When I first started going to a real comic book store, I discovered that I have a love of reading comics issue by issue, instead of bound volumes. I still only get the comic book shop every few months or so, but this was the first comic I started reading by issue!
From the Back Cover:
Set in an alternate matriarchal 1900’s Asia, in a richly imagined world of art deco-inflected steampunk, Monstress tells the story of a teenage girl who is struggling to survive the trauma of war, and who shares a mysterious psychic link with a monster of tremendous power, a connection that will transform them both.
I was first drawn to Monstress by the art – the cover offers a brief glimpse into the sheer greatness that is Sana Takeda’s incredible artistic talent. The entirety of the graphic novel is heavily illustrated and intricately detailed. I’m a sucker for good artwork and will keep reading a story for the art even if I’ve gotten bored with the plot and will leave a graphic novel series if the art style changes and I don’t like it, even if I’m still into the story. I’m a visual person, it can’t be helped.
The good news here, is that both story and art are amazing. I’ve been reading issue by issue as they’re available and I think that up through bound volume four is currently available in that binding style. And while I was first drawn to pick it up by the art, I came to deeply love the story and the characters within.

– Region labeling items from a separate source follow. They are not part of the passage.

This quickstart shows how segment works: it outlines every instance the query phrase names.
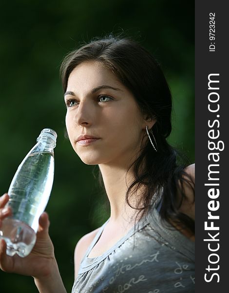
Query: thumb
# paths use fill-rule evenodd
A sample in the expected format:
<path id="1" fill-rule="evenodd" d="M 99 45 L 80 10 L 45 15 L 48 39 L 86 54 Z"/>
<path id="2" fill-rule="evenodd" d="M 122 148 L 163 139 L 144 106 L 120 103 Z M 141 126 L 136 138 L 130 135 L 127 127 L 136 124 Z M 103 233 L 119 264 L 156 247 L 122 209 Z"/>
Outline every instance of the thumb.
<path id="1" fill-rule="evenodd" d="M 44 212 L 39 218 L 39 227 L 38 232 L 39 233 L 47 233 L 48 232 L 50 222 L 49 216 L 47 212 Z"/>

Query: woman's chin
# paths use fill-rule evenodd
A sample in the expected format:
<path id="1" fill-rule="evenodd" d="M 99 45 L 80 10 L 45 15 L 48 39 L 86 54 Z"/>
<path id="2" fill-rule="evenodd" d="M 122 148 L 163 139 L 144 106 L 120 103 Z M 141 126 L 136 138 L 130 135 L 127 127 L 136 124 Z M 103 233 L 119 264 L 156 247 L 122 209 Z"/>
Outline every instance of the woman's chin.
<path id="1" fill-rule="evenodd" d="M 95 165 L 101 164 L 101 158 L 95 158 L 92 156 L 79 156 L 83 163 L 88 165 Z"/>

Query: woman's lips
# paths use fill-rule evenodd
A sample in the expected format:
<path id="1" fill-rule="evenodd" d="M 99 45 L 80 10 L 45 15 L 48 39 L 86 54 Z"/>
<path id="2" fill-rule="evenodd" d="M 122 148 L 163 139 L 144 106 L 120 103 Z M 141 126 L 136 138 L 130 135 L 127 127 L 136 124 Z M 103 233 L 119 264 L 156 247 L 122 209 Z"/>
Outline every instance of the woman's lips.
<path id="1" fill-rule="evenodd" d="M 77 143 L 79 145 L 89 145 L 92 143 L 95 142 L 96 141 L 100 139 L 99 138 L 86 138 L 85 139 L 81 139 L 77 142 Z"/>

I was lucky enough to tell Marjorie Liu how much I loved her work at BookExpo last year (where I was supposed to be headed on Wednesday before Covid-19 led to it’s cancellation). She was part of a group of authors doing a morning signing (I made my coworkers leave the Philly area for NYC at 6am just so I could meet her) and while everyone else in the room ran towards Malcolm Gladwell and other bestselling authors, I made sure I was standing first in line for Marjorie. For the longest time, I was the only one waiting and it made me so sad. Did no one else, no other bookseller, understand that they were in the presence of greatness? Did no one else recognize the power of a great graphic novel?
I told Marjorie Liu how much I loved her character development, her morally gray, delightfully frightful, well-rounded characters. I told her all about how much becoming a comic fan changed my approach to reading of all genres. And then I told her more about the awesome two guys at my local comic shop way more than I told her about the bookstore (I routinely send people their way from the store if they want something comic related) – and then she told me how familiar she was with the greater Philadelphia area! I flipped out.
If you’re a fantasy fan, a graphic novel fan, an art lover, or someone who loves the Jazz Age and the 1920s, or pirates, or just about anything cool and fun, Monstress is for you. It’s routed in mythology and feminism and so many other terrific genres that resonate deeply with today’s comic and graphic novel lovers. (Definitely an adult series, maybe older teens.)